What is the competitive advantage of your product and what are the benefits for patients and physicians?
This fast turnaround time is paramount to improved decision-making and rapid intervention in the emergency room. We are the only POC Troponin assay to meet the new heart attack diagnosis guidelines, which places us in a unique position. Our innovative technology allows for exceptional flow control at every point, resulting in unprecedented test precision and sensitivity within the shortest possible timeframe. This leads to better patient outcomes and patient satisfaction, improves waiting times, reduces costs associated with needless additional testing, and because of the combined power of the device precision/sensitivity, allows for faster patient disposition algorithms and decisions.
What is your target market?
We obtained the CE mark for our high sensitivity Troponin I product in January 2014 and for our BNP product just this August.

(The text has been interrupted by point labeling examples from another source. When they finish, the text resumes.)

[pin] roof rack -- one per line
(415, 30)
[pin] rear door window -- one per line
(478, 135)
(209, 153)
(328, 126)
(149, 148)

We are currently performing clinical trials for our FDA submissions. We expect this to be completed early next year. The Meritas is perfectly suited for emergency rooms and some primary care settings. The products will be made available worldwide.
Dealing with patient data comes with responsibility. How do you handle issues of data transmission and security?
Each specific healthcare facility has its own data protection protocols and firewall. Our data transmission happens securely via Ethernet cable. The cloud is not used in the current process. At no point does our company store patient data. Data is collected and remains within the institution at all times.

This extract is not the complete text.